そんなこんなで店の前に立っているとエルフとキャットピープルの店員が話しかけてきた。
「申し訳ありません、お客様。当店はまだ準備中です。時間を改めてお越しになっていただけないでしょうか。」
「まだミャー達のお店はやってニャいのニャ!」
可愛い、不覚にもニャだと言う言葉が秘める破壊力に負けてしまいそうになる。
(っと少しスリップしていたらしい)
スリップしている間にニャンコがわめいていた。
「貴方は黙っていてください」
エルフの一撃がまったく見えなかった
(ここは予想以上に化け物の巣窟みたいだな)
そんなことを考えていると奥から。
「ベルさんっ!」
とシルさんが現れた。何やらあの二人は甘い雰囲気でいるのでエルフに話しかけた。
「この間はすみませんでした。俺からも謝っときます。」
「お金はしっかり払って貰っていますから、謝る事は無い。それに貴方の怒りはあって然るべき物だ。」
「そう言って貰えるとありがたいのです。」
見た目は物凄くキツそうな女性だが、実はそうでもないらしい。話してみれば常識人みたいな印象だった。
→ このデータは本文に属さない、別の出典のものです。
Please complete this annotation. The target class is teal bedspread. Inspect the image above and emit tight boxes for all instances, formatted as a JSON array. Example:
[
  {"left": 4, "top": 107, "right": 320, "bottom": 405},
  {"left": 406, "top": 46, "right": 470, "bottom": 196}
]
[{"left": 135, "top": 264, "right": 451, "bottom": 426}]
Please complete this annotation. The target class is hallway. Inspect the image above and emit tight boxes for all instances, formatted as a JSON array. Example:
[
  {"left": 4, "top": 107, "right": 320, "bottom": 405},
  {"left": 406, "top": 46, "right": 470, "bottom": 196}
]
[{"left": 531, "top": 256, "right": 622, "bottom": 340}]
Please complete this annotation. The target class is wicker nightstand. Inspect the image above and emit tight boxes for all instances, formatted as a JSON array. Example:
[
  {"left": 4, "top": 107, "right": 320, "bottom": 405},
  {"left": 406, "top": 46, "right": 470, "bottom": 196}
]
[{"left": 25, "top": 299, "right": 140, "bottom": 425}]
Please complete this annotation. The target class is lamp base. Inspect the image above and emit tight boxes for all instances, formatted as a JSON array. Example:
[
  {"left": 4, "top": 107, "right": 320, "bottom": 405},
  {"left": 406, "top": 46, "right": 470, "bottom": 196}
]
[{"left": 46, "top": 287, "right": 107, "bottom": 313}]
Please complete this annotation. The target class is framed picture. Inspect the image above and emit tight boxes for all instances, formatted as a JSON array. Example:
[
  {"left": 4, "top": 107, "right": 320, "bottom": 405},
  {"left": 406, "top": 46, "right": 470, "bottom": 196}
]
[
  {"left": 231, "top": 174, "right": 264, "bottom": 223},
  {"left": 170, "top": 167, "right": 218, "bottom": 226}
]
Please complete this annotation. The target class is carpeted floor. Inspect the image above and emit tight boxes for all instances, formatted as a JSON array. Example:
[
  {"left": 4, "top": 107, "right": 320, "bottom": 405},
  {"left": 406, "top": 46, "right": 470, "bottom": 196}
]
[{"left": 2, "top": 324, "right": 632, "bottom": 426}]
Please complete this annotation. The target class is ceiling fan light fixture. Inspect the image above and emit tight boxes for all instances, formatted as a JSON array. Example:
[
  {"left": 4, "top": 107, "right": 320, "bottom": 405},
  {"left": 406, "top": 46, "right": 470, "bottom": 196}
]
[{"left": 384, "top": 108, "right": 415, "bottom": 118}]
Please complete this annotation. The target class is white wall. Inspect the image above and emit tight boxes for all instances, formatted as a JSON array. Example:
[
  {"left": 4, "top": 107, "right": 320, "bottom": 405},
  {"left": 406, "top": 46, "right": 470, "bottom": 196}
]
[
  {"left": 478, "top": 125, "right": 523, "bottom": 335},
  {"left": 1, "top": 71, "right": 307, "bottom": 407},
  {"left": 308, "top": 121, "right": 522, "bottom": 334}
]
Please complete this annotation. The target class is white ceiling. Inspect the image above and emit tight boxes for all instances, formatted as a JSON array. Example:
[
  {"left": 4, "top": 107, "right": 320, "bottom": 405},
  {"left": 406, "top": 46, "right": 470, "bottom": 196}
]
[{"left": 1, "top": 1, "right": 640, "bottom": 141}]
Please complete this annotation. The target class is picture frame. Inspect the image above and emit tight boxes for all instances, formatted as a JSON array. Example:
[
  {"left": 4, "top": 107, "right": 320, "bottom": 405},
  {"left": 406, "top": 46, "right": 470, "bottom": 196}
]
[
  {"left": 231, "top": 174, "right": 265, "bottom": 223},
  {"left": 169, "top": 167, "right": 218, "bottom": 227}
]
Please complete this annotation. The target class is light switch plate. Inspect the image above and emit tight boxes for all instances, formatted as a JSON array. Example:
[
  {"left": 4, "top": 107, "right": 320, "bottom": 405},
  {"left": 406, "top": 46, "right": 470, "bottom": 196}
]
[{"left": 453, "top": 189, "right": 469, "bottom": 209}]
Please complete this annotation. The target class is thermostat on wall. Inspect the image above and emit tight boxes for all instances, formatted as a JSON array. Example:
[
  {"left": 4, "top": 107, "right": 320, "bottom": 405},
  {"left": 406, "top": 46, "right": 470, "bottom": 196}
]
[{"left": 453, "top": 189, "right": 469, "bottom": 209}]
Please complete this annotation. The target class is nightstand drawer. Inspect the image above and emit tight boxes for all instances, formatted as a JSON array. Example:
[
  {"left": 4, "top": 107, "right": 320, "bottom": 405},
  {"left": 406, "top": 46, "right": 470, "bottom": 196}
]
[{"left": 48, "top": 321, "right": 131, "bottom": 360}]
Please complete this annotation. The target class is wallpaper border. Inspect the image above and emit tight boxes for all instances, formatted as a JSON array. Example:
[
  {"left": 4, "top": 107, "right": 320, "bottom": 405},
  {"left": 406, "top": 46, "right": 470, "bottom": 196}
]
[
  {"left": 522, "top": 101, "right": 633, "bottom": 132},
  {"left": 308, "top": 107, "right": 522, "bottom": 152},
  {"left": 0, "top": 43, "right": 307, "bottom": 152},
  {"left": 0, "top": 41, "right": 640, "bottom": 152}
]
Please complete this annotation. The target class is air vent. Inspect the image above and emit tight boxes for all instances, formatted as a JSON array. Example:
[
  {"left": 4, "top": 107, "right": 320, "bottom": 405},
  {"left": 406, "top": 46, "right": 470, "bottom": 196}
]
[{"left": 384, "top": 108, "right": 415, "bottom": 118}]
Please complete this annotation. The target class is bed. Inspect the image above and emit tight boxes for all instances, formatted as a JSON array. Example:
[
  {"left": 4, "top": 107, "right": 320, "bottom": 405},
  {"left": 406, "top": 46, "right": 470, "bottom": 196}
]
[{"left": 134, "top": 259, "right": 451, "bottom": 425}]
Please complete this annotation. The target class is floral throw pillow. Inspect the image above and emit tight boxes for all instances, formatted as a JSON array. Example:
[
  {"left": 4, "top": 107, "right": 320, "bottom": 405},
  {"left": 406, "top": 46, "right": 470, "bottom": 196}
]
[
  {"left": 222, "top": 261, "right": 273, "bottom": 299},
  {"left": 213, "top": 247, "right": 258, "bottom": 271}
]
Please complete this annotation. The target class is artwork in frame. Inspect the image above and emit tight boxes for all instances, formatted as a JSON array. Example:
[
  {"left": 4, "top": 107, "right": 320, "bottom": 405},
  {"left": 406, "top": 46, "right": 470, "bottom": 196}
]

そんな話をしている間にベルが「行ってきます!」と勢いよく飛び出してしまったので、俺も後を追う。
「ミアさんベルを許してくれてありがとうございます」
感謝の念を店の長に伝える。
「いいってことさ、お前さんはもっと希望を見た方がいい。後悔しないようにね。」
「まぁ見ているつもりなんですけどね。
見透かされているような感覚がして早々に立ち去ってしまった。
夜。
俺は一人夜風に当たりながら武器について考えていた。
(今は拳だがいつか限界が来る)
そう悩みの種はこれである。強化は魔力消費が少ないとは言え、使い続ければ魔力枯渇にだってなる。それじゃダメだ、俺には強い武器が必要だ。だが、いつもこの事を考えると頭痛と共にある情景が浮かぶ。
それは雪原、だが雪と言うにはあまりにも無機質でまるで鉄のような物だ。
そして地面には無数の剣が所狭しと突き立っている。
だがこれは俺の記憶じゃない事だけは何故かわかる。それがいつも見ていた幻。
だが今日は頭痛も幻も無い。その代わりイメージ出来たのは白と黒の双剣、それが見えた途端体が熱くなった。凄まじい激痛に苛まれたが一瞬で治った不思議に思いながら本拠に戻って行く
同時刻
神の宴会場[ガネーシャ・ファミリア]本拠
ヘスティア土下座しながらヘファイストスに言い放った。